L’Asie du Sud-Est et le « resource curse »

Par Maxime Marcotte-Bouthillier

Le terme « ressource curse » suggère que les pays possédant des quantités importantes de ressources naturelles ont tendance à obtenir de moins bons résultats dans des indicateurs économiques, politiques et sociales que d’autre pays ne possédant pas cette abondance en ressource (Voir : AUTY, 1993; KARL, 1998, STEINER, 2007).
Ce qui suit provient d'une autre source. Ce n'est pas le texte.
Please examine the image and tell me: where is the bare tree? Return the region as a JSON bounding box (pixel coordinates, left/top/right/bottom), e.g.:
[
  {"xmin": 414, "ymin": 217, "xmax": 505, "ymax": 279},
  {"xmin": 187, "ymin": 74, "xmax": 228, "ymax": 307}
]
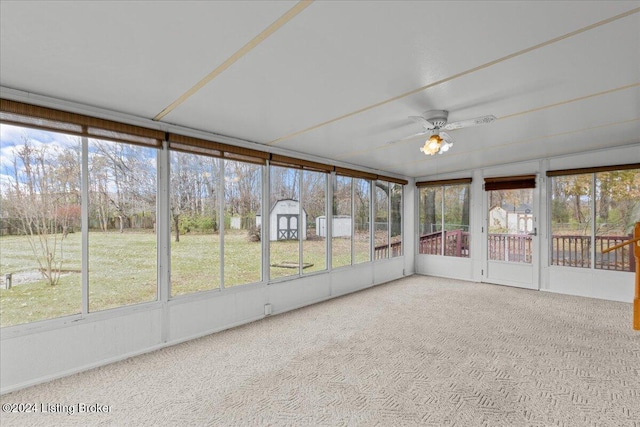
[{"xmin": 5, "ymin": 136, "xmax": 79, "ymax": 286}]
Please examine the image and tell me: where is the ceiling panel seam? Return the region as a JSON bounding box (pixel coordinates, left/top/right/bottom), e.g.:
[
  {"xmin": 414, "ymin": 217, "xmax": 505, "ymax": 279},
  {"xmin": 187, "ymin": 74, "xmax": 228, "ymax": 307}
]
[
  {"xmin": 336, "ymin": 82, "xmax": 640, "ymax": 160},
  {"xmin": 266, "ymin": 7, "xmax": 640, "ymax": 145},
  {"xmin": 390, "ymin": 117, "xmax": 640, "ymax": 171},
  {"xmin": 153, "ymin": 0, "xmax": 314, "ymax": 121}
]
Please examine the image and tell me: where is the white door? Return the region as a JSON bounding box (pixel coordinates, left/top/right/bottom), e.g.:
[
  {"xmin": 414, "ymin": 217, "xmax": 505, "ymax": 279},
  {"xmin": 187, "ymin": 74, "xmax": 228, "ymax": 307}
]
[{"xmin": 483, "ymin": 188, "xmax": 539, "ymax": 289}]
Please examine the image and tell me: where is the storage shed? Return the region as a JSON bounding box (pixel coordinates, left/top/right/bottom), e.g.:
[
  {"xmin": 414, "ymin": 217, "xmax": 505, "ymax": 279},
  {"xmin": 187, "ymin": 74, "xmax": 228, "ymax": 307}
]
[{"xmin": 256, "ymin": 199, "xmax": 307, "ymax": 240}]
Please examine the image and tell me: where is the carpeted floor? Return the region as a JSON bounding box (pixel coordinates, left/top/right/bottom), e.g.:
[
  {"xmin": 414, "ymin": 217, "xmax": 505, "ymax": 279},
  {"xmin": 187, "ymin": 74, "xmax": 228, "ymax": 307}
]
[{"xmin": 0, "ymin": 276, "xmax": 640, "ymax": 427}]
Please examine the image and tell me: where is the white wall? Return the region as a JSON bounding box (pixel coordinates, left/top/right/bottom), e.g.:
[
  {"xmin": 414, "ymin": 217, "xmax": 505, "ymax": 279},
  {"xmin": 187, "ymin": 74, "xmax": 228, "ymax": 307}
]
[{"xmin": 415, "ymin": 143, "xmax": 640, "ymax": 302}]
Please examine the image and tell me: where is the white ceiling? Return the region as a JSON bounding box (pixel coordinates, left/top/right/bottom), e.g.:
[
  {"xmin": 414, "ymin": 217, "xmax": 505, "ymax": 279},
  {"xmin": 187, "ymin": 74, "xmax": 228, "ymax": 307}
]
[{"xmin": 0, "ymin": 0, "xmax": 640, "ymax": 177}]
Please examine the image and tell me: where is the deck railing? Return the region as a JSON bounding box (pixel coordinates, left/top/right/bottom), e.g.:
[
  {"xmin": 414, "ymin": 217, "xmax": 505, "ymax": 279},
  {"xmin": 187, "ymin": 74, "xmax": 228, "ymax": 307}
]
[
  {"xmin": 418, "ymin": 230, "xmax": 636, "ymax": 272},
  {"xmin": 551, "ymin": 235, "xmax": 636, "ymax": 272},
  {"xmin": 419, "ymin": 230, "xmax": 469, "ymax": 258}
]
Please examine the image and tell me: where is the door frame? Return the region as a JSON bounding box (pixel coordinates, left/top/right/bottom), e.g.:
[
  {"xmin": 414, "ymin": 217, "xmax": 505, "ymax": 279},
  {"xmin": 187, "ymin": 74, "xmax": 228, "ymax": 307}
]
[{"xmin": 481, "ymin": 174, "xmax": 541, "ymax": 290}]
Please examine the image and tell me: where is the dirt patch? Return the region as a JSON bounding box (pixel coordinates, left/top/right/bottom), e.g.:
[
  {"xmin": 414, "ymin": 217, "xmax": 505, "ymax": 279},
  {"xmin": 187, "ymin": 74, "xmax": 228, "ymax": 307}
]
[{"xmin": 0, "ymin": 270, "xmax": 80, "ymax": 289}]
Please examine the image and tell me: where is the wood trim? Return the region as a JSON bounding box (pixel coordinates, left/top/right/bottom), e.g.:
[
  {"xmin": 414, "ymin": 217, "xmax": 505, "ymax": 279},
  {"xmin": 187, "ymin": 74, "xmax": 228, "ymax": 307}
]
[
  {"xmin": 269, "ymin": 154, "xmax": 334, "ymax": 173},
  {"xmin": 336, "ymin": 166, "xmax": 378, "ymax": 179},
  {"xmin": 378, "ymin": 175, "xmax": 409, "ymax": 185},
  {"xmin": 416, "ymin": 178, "xmax": 472, "ymax": 187},
  {"xmin": 0, "ymin": 99, "xmax": 165, "ymax": 147},
  {"xmin": 547, "ymin": 163, "xmax": 640, "ymax": 176},
  {"xmin": 484, "ymin": 175, "xmax": 536, "ymax": 191},
  {"xmin": 167, "ymin": 133, "xmax": 269, "ymax": 164}
]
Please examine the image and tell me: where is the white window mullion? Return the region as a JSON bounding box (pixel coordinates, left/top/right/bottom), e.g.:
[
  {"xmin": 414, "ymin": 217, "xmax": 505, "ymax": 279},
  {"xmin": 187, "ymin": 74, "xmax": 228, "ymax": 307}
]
[
  {"xmin": 80, "ymin": 136, "xmax": 89, "ymax": 316},
  {"xmin": 156, "ymin": 141, "xmax": 171, "ymax": 302},
  {"xmin": 298, "ymin": 169, "xmax": 307, "ymax": 276},
  {"xmin": 218, "ymin": 159, "xmax": 225, "ymax": 289},
  {"xmin": 351, "ymin": 178, "xmax": 357, "ymax": 265},
  {"xmin": 589, "ymin": 173, "xmax": 596, "ymax": 270},
  {"xmin": 440, "ymin": 185, "xmax": 447, "ymax": 256},
  {"xmin": 260, "ymin": 160, "xmax": 271, "ymax": 282}
]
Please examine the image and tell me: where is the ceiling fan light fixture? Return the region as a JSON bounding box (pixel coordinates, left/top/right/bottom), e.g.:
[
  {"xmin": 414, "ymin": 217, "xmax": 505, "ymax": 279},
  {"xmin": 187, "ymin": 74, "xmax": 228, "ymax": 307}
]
[{"xmin": 420, "ymin": 134, "xmax": 443, "ymax": 156}]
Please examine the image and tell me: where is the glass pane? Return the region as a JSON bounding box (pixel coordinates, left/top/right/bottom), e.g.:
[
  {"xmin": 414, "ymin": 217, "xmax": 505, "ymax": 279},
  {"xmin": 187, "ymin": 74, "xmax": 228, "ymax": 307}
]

En effet, le peu de ressources naturelles au Japon, à Singapour et à Taiwan n’a pas empêché ces derniers de connaître une expansion économique fulgurante dans de relativement bonnes conditions sociales et politiques, alors que d’autres pays comme l’Arabie Saoudite, pays possédant la plus grande réserve prouvée de pétrole au monde, a vu son revenu par tête d’habitant plongé de 26 600$ en 1981 à 6 800$ en 2001 (K. SOVACOOL, 2010).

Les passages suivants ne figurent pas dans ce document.